Although there’s been talk by retail watchdogs that this holiday season’s discounting might not be what it was in past years, Amazon.com, Wal-Mart, Target and Sears are racing to the lowest prices on book sales.
The book price war started earlier this month when Wal-Mart lowered the price to $10 on pre-orders for several upcoming releases. Amazon.com quickly responded by matching this price. Wal-Mart then cut the price again, and Amazon followed suit. Target also slashed prices. As of press time, prices at those retailers stood at about $9 for hardcover books such as Michael Crichton’s Pirate Latitudes and John Grisham’s Ford County.

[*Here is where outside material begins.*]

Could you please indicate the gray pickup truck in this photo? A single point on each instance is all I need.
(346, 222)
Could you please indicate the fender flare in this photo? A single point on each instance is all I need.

Wal-Mart announced at its annual meeting this month that it will focus on offering the lowest prices to consumers this holiday season.
“Multichannel players like Wal-Mart and Sears are making serious efforts to try to acquire new customers online and pose a viable threat to Amazon.com, which they haven’t done historically,” said Sucharita Mulpuru, VP and senior analyst at Forrester, via e-mail. She added that retailers can attract consumers with books because of its popularity as a category. Online book sales were up 18% in the second quarter year-over-year, according to ComScore.
Sears is taking a slightly different approach. Consumers who buy one of the 10 discounted books on at Sears.com, Walmart.com, Amazon.com or Target.com can get an online credit equal to the book’s sale price for use at Sears.com.
“We saw the price war between Amazon, Walmart.com and Target and came up with an incentive that we felt gives more to our customers,” said Tom Aiello, Sears spokesman, in an e-mail to DMNews. “In doing so, we give customers more value and introduce them to some of the unique offerings at Sears.com.”
Sears’ incentive is set to run through November. The company is promoting it through Sears.com, social networks and other digital assets, said Aiello.
Retailers are also more likely to compete on book sales, rather than high-priced consumer electronics, for instance, because they are relatively inexpensive from the merchant’s perspective. “It’s cheaper to compete on books than an HDTV,” Mulpuru noted.
Large retailers can also compete with specialized book-sellers because, ultimately, they offer much more than reading material. These general merchandise sellers “offer books but, media isn’t the bulk of their business these days,” said Michael Norris, senior analyst at Simba Information.
However, he added that specialty stores can offer additional value beyond a low price. They “can’t compete on price, but the value of what they provide is beyond pricing,” said Norris, pointing to the readings and other community events held at many book stores.
“The impact that Amazon, Target and Wal-Mart have is to take a group of consumers out of these retailers’ orbit,” he added
Book chains like Barnes & Noble and Borders are often aggressive on pricing, but not to the same level that large general retailers are. A recent check showed Barnes & Noble was offering Pirate Latitudes for $16.79 online.
However, many bookstores are fighting back by creating intricate digital strategies, Norris added. Many smaller stores also establish presences on on Facebook and Twitter as well, he noted.
“Booksellers, particularly independent ones, have done a good job making the value-add they offer about their stores and more than just buying the book,” Norris concluded.